Memphis Fast Fiction Home
10.03.2011
jicama
Kate Lucas

The sound of a child screaming is designed to elicit a reaction from you. That’s the evolutionary purpose of it. Crying, after all, is meant to annoy someone so severely that said person can’t help but try to make the kid better.

It makes me sad to think that I’ve personally undone millions of year of genetic advancement. It just doesn’t affect me any more, which makes me more than a little concerned for my potential future children.

I don’t mean to give you the wrong impression, though, I’m not out torturing kids. Not intentionally, I mean.

I’m Santa’s Elf.

Well, obviously not really, since that would just be ridiculous. Not that the costume they make me wear isn’t ridiculous.
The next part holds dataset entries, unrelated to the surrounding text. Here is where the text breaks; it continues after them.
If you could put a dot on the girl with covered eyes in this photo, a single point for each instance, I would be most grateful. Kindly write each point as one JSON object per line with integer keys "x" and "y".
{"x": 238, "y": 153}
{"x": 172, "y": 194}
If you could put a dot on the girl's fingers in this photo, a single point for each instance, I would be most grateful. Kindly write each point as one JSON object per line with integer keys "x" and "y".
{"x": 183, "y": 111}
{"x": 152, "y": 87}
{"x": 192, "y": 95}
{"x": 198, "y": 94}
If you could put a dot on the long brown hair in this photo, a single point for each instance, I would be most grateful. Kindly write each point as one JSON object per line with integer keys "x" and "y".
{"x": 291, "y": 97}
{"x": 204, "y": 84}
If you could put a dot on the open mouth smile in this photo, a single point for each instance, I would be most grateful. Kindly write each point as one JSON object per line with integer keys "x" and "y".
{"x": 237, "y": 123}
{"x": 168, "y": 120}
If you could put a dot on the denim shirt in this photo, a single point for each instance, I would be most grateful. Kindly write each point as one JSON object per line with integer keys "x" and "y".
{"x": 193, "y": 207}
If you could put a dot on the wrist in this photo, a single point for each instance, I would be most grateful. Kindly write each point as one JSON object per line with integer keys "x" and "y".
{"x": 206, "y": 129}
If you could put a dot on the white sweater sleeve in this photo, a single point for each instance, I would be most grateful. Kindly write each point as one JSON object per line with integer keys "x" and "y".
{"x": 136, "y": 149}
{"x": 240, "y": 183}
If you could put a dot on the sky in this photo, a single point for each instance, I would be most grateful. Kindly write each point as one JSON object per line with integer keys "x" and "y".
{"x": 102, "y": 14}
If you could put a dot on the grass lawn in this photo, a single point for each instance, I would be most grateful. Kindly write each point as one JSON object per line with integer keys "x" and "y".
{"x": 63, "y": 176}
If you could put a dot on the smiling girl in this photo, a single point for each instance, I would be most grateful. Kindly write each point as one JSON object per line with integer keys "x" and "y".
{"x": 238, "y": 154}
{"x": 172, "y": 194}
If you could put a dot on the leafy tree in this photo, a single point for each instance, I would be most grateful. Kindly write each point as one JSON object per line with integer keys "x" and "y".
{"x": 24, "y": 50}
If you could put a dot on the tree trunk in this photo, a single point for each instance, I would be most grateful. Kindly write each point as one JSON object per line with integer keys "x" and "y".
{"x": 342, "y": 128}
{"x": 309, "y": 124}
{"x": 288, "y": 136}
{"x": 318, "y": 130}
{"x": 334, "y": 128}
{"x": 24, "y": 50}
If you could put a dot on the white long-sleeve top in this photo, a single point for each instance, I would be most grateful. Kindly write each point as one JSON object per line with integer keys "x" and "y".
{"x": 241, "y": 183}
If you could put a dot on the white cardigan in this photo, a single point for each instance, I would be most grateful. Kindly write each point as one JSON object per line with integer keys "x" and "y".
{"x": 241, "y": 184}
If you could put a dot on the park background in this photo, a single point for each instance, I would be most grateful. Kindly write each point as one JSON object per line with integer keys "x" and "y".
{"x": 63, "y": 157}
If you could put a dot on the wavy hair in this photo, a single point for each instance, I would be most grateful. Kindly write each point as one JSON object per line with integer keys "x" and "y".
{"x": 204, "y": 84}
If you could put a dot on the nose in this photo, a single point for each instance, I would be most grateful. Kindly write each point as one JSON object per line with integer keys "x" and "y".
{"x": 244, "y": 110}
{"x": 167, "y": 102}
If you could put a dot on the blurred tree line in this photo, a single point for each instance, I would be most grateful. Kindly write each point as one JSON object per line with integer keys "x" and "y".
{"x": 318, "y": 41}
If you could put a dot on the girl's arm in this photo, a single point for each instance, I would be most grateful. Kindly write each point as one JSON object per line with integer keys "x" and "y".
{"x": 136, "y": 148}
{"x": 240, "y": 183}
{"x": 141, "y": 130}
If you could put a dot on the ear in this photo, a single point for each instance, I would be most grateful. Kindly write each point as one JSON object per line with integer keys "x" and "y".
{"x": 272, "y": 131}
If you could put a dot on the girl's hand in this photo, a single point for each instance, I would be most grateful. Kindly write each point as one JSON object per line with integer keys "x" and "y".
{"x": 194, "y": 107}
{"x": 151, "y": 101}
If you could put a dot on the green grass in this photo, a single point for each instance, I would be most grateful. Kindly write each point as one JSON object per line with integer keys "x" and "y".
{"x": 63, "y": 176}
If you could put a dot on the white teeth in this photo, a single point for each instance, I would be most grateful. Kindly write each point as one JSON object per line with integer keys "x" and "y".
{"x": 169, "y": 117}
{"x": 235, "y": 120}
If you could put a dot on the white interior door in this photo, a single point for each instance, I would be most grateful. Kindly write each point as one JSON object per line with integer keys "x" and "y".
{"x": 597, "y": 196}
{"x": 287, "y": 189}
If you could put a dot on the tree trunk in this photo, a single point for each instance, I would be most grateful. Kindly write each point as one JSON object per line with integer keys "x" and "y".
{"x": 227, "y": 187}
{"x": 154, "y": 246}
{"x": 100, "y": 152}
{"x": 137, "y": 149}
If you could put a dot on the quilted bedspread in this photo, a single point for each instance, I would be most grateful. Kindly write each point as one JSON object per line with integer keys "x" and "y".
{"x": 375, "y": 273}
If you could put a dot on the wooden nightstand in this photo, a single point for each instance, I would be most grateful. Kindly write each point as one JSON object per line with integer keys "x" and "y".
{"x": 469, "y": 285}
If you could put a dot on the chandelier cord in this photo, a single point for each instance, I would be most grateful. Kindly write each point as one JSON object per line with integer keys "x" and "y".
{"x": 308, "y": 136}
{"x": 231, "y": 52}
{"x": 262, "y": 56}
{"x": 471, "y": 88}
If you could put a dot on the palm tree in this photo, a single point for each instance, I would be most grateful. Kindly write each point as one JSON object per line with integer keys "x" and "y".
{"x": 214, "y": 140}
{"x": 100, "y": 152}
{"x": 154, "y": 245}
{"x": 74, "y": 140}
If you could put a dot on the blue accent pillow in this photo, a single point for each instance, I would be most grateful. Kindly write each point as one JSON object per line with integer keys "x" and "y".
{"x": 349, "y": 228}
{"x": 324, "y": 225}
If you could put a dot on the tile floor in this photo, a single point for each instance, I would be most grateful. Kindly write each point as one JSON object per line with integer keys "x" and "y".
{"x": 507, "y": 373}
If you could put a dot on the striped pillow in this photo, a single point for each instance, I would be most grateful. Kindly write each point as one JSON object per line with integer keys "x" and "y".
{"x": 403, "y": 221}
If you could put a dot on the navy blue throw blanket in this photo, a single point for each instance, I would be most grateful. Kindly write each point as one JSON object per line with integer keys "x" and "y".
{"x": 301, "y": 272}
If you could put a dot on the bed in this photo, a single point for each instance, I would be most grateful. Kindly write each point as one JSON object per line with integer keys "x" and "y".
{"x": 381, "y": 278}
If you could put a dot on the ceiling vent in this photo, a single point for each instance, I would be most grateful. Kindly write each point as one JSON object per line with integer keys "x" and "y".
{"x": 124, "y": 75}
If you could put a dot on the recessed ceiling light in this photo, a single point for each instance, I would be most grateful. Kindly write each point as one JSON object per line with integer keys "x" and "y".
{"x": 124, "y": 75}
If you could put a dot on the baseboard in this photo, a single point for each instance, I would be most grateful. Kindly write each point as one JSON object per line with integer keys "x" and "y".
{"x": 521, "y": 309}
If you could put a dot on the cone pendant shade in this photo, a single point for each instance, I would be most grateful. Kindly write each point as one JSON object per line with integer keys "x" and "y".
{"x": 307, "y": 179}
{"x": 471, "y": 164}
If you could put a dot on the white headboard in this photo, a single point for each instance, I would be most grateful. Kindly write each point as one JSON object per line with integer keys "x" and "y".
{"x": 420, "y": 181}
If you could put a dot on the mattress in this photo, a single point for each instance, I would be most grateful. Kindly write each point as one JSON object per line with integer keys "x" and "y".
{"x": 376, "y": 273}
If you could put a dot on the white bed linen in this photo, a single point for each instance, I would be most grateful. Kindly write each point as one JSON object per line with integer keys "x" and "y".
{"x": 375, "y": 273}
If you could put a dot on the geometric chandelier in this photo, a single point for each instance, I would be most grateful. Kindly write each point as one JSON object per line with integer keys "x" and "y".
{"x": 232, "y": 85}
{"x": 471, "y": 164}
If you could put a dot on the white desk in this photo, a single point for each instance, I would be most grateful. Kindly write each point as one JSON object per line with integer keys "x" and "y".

I work at the Enchanted Forest, the seasonal employee’s ninth circle of hell.

I get to spend my holiday dodging the wandering hands of a half-drunken department store Santa in the basement of the downtown Goldsmiths surrounded by fake pine trees that look like they’re covered in shredded jicama and animatronic puppets that appear to have fallen out of my nightmares.

It’s enough to make a girl pine for a Memphis summer, and I don’t even have air conditioning.

Memphis Note
The Enchanted Forest has been a Christmas legend in Memphis for over half a century. It’s a whole series of rooms filled with Christmas trees and animatronic things leading to the man himself, Santa Claus. It was originally at the Gayoso Hotel, then the Goldsmith’s department store where it achieved it’s local fame. With Goldsmith’s now defunct, you can find the Enchanted Forest every Christmas at the Pink Palace Museum.